Will Rosenbaum | Binary Representation

\[\def\compare{ {\mathbf{compare}} } \def\true{ {\mathbf{true}} } \def\false{ {\mathbf{false}} } \def\and{ {\mathbf{and}} } \def\lshift{ {\,\ll\,} } \def\xor{ {\oplus} } \def\Add{ {\mathrm{Add}} } \def\carry{ {\mathrm{carry}} }\]

In all but the lowest-level programming languages, it is typically the case that the programmer is shielded from the precise representation of numerical values. In Java, for example, the programmer must specify if an integer should be represented by a int or long (depending on how large of values a program is expected to encounter), but once this determination is made, the mechanics of arithemtic operations are handled by the computer system. Thus, we tend to treat arithmetic operations such as + and *, and comparison operations like < as being elementary and indivisible. While this view is a handy abstraction, it is also limiting. The precise representation and manipulation of numerical values, however, makes a significant difference in the efficiency of these fundamental operations.
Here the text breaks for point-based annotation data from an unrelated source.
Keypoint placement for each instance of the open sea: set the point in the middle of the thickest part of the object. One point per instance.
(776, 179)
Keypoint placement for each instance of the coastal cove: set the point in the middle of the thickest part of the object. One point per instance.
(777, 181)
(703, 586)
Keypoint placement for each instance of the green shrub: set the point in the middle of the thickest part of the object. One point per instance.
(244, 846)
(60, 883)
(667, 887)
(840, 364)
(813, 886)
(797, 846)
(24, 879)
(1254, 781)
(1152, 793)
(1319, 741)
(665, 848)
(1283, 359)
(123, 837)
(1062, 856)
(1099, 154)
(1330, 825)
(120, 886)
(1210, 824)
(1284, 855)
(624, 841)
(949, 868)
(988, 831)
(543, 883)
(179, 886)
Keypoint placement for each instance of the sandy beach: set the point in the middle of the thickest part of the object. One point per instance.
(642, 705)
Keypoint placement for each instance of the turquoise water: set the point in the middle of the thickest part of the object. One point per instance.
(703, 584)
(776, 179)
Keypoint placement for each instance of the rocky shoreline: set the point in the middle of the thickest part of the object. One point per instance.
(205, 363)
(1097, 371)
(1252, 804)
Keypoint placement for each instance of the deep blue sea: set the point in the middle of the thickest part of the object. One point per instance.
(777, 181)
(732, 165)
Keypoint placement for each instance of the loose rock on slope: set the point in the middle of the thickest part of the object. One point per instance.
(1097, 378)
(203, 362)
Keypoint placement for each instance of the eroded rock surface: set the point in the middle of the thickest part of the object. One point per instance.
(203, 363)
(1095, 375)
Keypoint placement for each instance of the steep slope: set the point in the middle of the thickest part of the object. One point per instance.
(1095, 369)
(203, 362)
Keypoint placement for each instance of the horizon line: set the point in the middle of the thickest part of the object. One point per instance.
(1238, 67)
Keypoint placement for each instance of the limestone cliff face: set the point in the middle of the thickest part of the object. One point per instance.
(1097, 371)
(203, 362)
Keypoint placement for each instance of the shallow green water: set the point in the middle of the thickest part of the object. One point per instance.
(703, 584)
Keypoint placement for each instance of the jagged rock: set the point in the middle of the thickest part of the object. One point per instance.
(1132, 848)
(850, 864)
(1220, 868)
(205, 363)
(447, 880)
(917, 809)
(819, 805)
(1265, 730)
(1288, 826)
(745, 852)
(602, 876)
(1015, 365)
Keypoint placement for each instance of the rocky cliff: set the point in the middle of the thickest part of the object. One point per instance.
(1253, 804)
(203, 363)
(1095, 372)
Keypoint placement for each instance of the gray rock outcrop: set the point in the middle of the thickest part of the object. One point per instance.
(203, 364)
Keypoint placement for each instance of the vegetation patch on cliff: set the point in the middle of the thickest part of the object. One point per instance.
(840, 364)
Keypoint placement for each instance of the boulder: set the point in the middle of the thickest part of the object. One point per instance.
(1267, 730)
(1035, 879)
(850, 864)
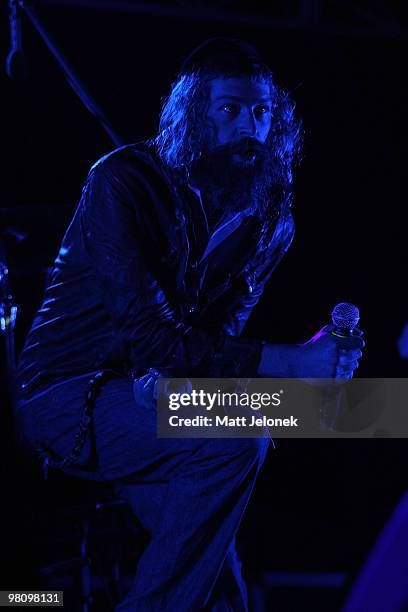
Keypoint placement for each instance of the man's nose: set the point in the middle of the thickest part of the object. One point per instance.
(247, 126)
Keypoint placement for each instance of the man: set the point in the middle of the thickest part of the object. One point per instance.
(167, 254)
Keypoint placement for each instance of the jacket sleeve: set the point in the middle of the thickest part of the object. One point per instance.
(155, 337)
(255, 277)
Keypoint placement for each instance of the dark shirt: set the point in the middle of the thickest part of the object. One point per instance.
(132, 288)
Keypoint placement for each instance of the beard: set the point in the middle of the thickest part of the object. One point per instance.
(235, 177)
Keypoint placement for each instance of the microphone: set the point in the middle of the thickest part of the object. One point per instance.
(345, 317)
(16, 65)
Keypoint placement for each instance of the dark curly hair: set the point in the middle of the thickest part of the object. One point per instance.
(184, 131)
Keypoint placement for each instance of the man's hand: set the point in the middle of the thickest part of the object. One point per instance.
(323, 356)
(328, 356)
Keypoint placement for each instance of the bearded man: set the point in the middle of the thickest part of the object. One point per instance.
(167, 254)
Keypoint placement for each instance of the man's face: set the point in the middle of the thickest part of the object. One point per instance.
(240, 108)
(235, 170)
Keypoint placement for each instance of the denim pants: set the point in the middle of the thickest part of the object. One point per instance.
(189, 494)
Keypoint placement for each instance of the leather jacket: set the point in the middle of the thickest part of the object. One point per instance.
(128, 291)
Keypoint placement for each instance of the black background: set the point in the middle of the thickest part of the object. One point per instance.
(350, 244)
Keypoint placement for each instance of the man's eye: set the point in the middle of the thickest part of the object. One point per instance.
(262, 109)
(230, 109)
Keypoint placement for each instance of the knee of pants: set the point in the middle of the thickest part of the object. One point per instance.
(252, 450)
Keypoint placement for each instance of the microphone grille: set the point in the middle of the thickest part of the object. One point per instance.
(345, 315)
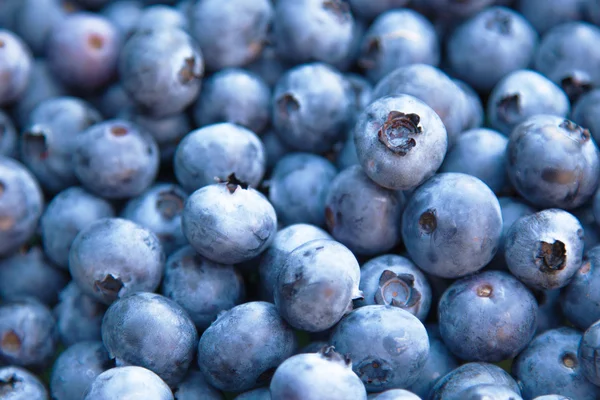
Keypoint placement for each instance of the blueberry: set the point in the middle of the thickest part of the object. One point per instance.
(76, 368)
(161, 70)
(396, 281)
(27, 334)
(114, 257)
(151, 331)
(316, 285)
(553, 162)
(21, 205)
(78, 316)
(549, 365)
(229, 223)
(128, 381)
(237, 96)
(285, 241)
(242, 348)
(298, 188)
(216, 151)
(311, 106)
(116, 159)
(315, 376)
(400, 141)
(49, 139)
(452, 225)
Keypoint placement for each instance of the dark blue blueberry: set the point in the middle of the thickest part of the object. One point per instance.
(544, 250)
(298, 188)
(151, 331)
(21, 205)
(128, 381)
(76, 368)
(237, 96)
(311, 106)
(388, 346)
(242, 348)
(82, 51)
(229, 223)
(116, 159)
(27, 334)
(553, 162)
(159, 209)
(29, 273)
(217, 151)
(314, 376)
(396, 281)
(273, 259)
(78, 316)
(49, 139)
(452, 225)
(491, 45)
(400, 141)
(161, 70)
(549, 365)
(316, 285)
(202, 287)
(114, 257)
(395, 39)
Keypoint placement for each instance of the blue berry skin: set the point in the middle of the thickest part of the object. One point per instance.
(49, 139)
(400, 141)
(242, 348)
(481, 153)
(217, 151)
(76, 368)
(67, 214)
(228, 37)
(21, 205)
(388, 346)
(316, 376)
(272, 260)
(161, 70)
(487, 317)
(316, 285)
(15, 66)
(489, 46)
(521, 95)
(83, 50)
(396, 281)
(19, 384)
(202, 287)
(237, 96)
(159, 210)
(151, 331)
(567, 55)
(549, 365)
(229, 224)
(78, 316)
(311, 106)
(128, 381)
(313, 30)
(452, 225)
(470, 375)
(116, 159)
(114, 257)
(395, 39)
(298, 188)
(553, 162)
(27, 334)
(29, 273)
(544, 250)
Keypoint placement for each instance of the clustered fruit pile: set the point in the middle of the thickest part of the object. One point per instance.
(299, 199)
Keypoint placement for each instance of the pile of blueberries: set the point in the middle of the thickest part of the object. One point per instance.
(299, 199)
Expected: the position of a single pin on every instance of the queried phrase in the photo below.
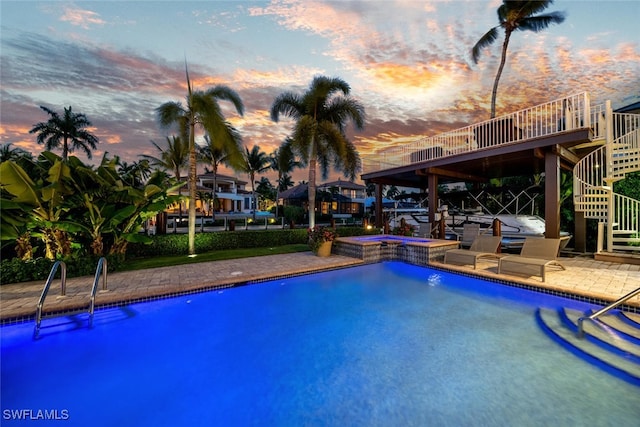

In this note, we will describe a standard encoding of integer values in binary. Binary representation is analogous to the decimal (base 10) notation we are taught in gradeschool, except that it only uses two symbols ($0$ and $1$) instead of the digits $0$ through $9$ used in the decimal system.

Representing Numbers as Strings of Symbols

What number do we mean when we write $537$ (five hundred thirty seven)? This number has three digits, $5, 3$ and $7$. The value represented by each digit is determined both by the symbol ($0$ through $9$) as well as the digit’s place. From right to left, the place value of each digit is $1, 10, 100, 1000, \ldots$. The number $537$ thus represents $7$ ones, $3$ tens, and $5$ hundreds. That is, we can write

\[537 = 7 \cdot 1 + 3 \cdot 10 + 5 \cdot 100.\]

More generally, every natural number has a unique expression as above. We are taught this particular representation of numbers from an early age, as well as algorithms for manipulation such numbers, such as for performing arithmetic: addition, subtration, multiplication, and division.

Decimal represention such as above uses ten symbols, the digits $0$ through $9$. In many contexts (for example, in most modern computer hardware), it is more convient to represent numbers using a smaller symbol set. The smallest imaginable set would be to represent all numbers with a single symbol, say, $\circ$. We can simply represent a number by duplicating this symbol. This system is called unary encoding of numbers. For example, the number seven becomes $\circ\circ\circ\circ\circ\circ\circ$. Clearly, unary encoding makes expressing even moderately large numbers incredibly tedious.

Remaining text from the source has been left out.